Bertahun-tahun kisah tersebut berulang. Aktivis baru yang menjadi martir, penyebar kabar yang dikejar, hingga buruh yang diburu, semuanya masih terulang terus-menerus.
Selama aku tertangkap dan dibebaskan, aku sering menemukan sang prajurit tegap yang ditugaskan. Mereka memang keliru dan seringkali hanya bisa meniru.
Terlepas dari itu semua, ada gerombolan yang memang tidak jarang mengambil panggung dalam setiap gerakan. Sebetulnya, bukan kali pertama aku menyaksikan dan merasakan kehadiran mereka.
Dalam nama tahta, kuasa, dan harta, mereka bergerak bagai prajurit keluar barak yang berharap kenaikan pangkat dan hak.
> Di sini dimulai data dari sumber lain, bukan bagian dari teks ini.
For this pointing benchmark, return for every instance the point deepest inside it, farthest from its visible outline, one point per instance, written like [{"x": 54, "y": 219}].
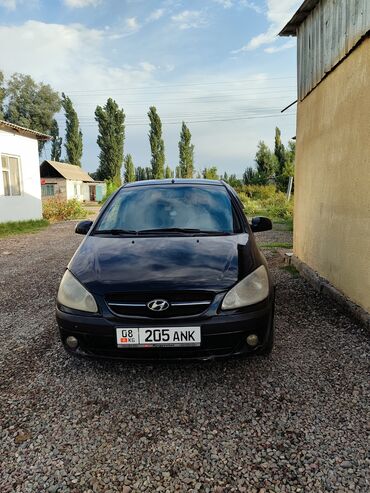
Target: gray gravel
[{"x": 293, "y": 422}]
Tetapi tidak pernah sekalipun dalam hidupku aku membayangkan menjabat tangan mereka. Paling tidak aku akan keluar barisan ketika menyadari kehadiran gerombolan yang demikian.
Demi ketentuan perkuliahan, aku terpaksa berjabat dengan korporat bangsat yang bersiasat. Belakangan aku bahkan belum menyadari kebangsatan ini yang tentu tidak masuk perjanjian.
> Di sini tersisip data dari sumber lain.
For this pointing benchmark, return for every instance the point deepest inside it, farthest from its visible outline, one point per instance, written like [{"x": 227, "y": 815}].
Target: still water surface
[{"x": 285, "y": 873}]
Politik yang bermedia atau media yang berpolitik, aku kesulitan memahami situasi di lingkunganku dalam mencari pengalaman. Hari ke hari kupenuhi dengan kutukan media-media yang berafiliasi dengan kepentingan lain yang lebih besar.
Menjadi penyiar kabar ternyata bukanlah sekadar menyebarkan kebenaran. Ia mempelajari kebenaran itu sendiri untuk diatur dan dijadikan kabar yang bermahar.
Beberapa kali untuk mencoba mengolahnya dengan hina, aku menurunkan standar idealisku dengan menjadi populis trendi. Harapanku tidak banyak, untuk menghasilkan sekadar kabar yang masih memihak meskipun harus memikirkan jumlah peminat sebagai indikator.
Semakin larut, aku justru dipaksa terampil dalam membuat kail. Ini bukan lagi kebenaran, melainkan nelayan yang memburu ikan. Ketika ikan memakan umpan, yang ada di atasnya hanyalah penipuan yang tak memiliki kesamaan dengan gambaran umpan.
Ekonomi, Politik, dan Media memang merupakan tiga pilar yang berkesinambungan. Seperti tiga kali usulan kabarku ditolak pimpinan, ketiganya bukan tanpa sebab.